As for the UK, markets have been helped by the falling pound, as the sterling conversion of earnings from foreign subsidiaries of multinationals listed in the UK have risen, even when results measured in local currencies are not so good.
One way of trying to judge whether stocks are fairly valued is to look at valuations to earnings. In the US, the Shiller cyclically adjusted PE ratio (CAPE), which compares valuations to average earnings over the previous ten years, currently stands at around 26. This compares with an historical average of 14, but then this looks at data going back to 1881, so this may not be a reasonable measure. Even so, if we exclude the period of the late 1990s, the CAPE is not far off a record.
As for the NASDAQ, a case could be made for saying that the fact this index is now above the dotcom high shows that the dotcom hype has now be realised.

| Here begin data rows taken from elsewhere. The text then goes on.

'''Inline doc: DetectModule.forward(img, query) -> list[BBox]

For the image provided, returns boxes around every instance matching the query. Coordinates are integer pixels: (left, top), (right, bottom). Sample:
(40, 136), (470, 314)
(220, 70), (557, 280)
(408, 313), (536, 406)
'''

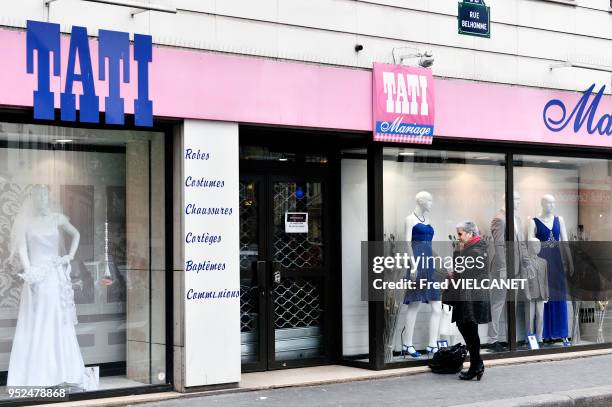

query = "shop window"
(514, 155), (612, 349)
(0, 123), (167, 397)
(383, 147), (508, 363)
(341, 149), (369, 362)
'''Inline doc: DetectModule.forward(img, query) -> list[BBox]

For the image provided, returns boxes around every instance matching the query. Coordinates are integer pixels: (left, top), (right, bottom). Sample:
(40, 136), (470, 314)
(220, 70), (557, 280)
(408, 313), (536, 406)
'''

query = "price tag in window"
(285, 212), (308, 233)
(527, 335), (540, 350)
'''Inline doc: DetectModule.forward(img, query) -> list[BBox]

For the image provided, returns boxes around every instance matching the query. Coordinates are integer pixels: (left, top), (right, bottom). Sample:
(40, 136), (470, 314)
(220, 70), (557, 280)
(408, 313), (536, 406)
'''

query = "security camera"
(419, 51), (434, 68)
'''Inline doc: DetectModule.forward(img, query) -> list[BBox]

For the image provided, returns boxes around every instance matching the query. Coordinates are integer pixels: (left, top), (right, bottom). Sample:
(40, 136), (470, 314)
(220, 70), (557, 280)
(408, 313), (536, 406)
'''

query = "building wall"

It is just that there are other records in the world of athletics. The women’s, 100 metres world record was set by Florence Griffith Joyner in 1988, as was the women’s 200-metre world record. The women’s best 400-metre time goes back even further to 1985 – Marita Koch, and the women’s 800 metre to 1983 – held by Jarmila Kratochvilova.
Lean in close, the next bit will be whispered, but not everyone believes that those records of the 1980s were set fairly – there is this suspicion, unproven and this may be wrong, that certain substances may have been used to boost the results. There, said it.
Stock markets cannot be boosted by anabolic steroids, in the past they have been boosted by madness of crowds instead.
But there is a case for arguing that high stock markets can be justified by lower interest rates. The logic runs like this: when analysts value a company, they are meant to estimate future dividends and discount them to give a net current value. So if expectations for future interest rates fall, which they have of late, equity valuations should rise.
But there are two parts to the equation. One part, expectations of future interest rate has changed to favour stocks. But the other part of the equation, future earnings and dividends, is even more important. The fear is that rates are so low because global demand is too low, which in turn may mean future earnings will be adversely affected, which does not auger well for stock market valuations.
So that’s lot of hurdles that have to be cleared. One of these days a new long jump record will be set. How much further stock markets have to rise depends on the future of interest rates, which surely cannot fall much lower, and earnings.
Maybe the best hope for future earnings and athletic records boils down to the same thing – technology enhancing performance.